At first glance these supporters may not appear to have strong connections to plants and biodiversity but of course they do and it is a strong element in most Botanical Garden’s mission and goals that we are all dependent on the plant world. In fund raising as in education programs, it is our role as fund raisers to enter into conversations with these ‘non-traditional’ audiences and develop the relationships that reveal the connections and open them to supporting our good work.

“Vision without action is merely a dream, Action without vision is a poor use of time, Vision with action can change the world.”
-Joel Barker

3) Build Relationships, Projects will Follow Good speakers are often also good listeners. If we seek to gain the support of individuals and organizations we must begin with understanding their values and needs before proceeding to asking for their support.

In his To the Heart of the Matter funding workshop, Tim Maloney of the Land Conservancy of British Columbia stresses, “people fund people, not projects.” This statement speaks to the need for relationship building as a fundamental requirement of successful fund raising. Professionalism, integrity and honesty should immediately come into play in the growth and development of these relationships in order to create the environment of trust that results in both the asker and the giver gaining from the experience.

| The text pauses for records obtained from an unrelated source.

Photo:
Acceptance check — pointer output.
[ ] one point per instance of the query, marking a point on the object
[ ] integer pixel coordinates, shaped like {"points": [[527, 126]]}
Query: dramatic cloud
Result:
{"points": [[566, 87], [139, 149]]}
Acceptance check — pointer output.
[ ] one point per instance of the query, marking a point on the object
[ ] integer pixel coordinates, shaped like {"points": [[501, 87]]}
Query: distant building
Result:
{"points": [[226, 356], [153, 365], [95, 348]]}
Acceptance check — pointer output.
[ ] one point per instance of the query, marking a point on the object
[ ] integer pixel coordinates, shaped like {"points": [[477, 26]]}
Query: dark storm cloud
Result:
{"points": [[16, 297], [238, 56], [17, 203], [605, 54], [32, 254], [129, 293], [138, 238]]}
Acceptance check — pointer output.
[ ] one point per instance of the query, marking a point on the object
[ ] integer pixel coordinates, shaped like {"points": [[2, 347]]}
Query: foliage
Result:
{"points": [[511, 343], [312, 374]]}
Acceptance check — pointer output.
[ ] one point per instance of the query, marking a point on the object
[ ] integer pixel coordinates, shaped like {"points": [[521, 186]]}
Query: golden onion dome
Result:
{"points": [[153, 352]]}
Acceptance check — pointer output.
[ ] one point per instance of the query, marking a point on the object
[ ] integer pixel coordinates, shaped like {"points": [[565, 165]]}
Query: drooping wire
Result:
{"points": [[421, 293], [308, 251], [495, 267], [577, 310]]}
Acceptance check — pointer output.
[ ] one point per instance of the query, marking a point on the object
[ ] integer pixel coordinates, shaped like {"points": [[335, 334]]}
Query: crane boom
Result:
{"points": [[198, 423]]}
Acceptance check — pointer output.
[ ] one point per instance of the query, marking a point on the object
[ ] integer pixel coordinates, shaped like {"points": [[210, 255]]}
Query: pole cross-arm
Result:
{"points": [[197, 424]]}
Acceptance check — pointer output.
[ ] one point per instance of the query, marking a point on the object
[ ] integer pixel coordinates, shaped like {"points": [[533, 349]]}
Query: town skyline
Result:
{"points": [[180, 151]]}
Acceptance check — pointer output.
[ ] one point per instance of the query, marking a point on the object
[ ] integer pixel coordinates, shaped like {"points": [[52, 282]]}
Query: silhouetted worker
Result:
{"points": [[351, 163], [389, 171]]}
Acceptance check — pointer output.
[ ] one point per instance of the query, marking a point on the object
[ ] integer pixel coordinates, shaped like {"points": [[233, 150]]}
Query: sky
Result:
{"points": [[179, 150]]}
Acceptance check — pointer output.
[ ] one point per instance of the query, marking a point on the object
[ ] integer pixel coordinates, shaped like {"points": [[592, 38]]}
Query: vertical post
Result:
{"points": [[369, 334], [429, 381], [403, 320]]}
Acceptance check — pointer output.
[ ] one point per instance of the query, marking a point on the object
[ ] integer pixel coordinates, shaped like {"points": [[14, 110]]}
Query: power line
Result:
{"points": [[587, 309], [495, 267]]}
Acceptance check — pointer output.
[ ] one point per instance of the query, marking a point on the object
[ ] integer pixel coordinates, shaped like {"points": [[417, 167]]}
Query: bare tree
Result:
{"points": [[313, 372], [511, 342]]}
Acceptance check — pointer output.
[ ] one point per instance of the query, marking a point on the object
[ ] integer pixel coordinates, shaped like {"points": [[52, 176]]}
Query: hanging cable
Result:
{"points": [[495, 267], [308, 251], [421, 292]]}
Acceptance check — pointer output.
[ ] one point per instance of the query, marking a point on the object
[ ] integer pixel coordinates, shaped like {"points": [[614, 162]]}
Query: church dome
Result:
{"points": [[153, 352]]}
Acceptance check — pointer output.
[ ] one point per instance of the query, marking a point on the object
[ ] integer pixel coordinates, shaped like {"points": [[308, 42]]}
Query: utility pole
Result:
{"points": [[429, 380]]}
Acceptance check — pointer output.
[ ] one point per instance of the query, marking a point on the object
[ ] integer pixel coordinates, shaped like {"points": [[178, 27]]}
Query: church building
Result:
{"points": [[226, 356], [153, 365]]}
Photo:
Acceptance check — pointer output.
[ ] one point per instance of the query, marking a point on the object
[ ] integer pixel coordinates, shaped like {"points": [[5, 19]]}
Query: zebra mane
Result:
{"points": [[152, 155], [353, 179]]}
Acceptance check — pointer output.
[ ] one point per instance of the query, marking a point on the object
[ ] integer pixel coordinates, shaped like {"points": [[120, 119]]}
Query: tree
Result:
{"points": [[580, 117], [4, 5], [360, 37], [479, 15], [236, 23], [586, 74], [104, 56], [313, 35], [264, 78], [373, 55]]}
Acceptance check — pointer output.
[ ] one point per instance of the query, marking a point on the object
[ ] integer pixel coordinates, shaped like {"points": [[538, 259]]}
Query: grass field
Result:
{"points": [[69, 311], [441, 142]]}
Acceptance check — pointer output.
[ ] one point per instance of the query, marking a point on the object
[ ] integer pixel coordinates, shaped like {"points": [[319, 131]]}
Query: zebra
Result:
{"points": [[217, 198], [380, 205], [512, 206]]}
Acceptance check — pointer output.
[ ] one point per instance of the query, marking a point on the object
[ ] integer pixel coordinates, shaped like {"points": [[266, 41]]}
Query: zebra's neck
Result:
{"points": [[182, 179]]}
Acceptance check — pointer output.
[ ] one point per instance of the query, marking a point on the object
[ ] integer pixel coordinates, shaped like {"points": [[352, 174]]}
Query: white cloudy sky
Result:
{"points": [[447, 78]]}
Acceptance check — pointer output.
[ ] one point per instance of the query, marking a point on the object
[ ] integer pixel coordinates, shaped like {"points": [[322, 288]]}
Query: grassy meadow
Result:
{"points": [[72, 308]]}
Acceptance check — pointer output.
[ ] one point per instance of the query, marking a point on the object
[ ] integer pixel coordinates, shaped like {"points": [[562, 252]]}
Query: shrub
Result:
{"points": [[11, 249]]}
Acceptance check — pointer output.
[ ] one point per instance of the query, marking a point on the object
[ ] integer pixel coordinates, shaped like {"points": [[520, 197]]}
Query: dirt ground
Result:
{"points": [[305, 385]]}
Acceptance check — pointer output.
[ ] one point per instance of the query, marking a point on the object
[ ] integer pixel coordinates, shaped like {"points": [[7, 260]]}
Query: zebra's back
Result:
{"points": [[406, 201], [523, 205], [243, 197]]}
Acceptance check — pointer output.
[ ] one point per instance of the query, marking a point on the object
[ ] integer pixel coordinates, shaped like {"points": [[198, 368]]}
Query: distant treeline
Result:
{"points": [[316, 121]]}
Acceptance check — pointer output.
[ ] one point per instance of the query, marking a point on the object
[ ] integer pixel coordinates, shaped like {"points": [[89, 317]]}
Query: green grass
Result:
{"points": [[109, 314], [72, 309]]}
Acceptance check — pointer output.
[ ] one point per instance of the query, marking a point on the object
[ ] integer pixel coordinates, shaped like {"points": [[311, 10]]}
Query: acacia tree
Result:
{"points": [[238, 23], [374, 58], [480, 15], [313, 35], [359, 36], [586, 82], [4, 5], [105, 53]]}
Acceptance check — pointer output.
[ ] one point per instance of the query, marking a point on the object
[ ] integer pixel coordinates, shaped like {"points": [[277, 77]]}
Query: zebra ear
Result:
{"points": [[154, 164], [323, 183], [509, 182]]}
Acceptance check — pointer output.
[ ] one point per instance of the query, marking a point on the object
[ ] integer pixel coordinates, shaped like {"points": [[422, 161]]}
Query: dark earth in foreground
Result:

“The process of asking should be one in which the asker feels the pride of inviting investment and in which the donor feels not pressure, but release.”
-Tim Maloney

The skills and strategies required for successful fund raising change with the type of fund raising being undertaken. Large asks require that we put as much as 95% of our effort into the preparation, relationship building, and only 5% in the actual asking. Smaller and annual funding asks requires the greater investment of effort in the asking.

Training in fund raising can help us attain skills and strategies more quickly and also builds confidence and contacts with others in the world of fund raising. The Funding Training and Resources section lists sources of training opportunities for you to consider. Invest in this training and it will return the dividends you and your organization require.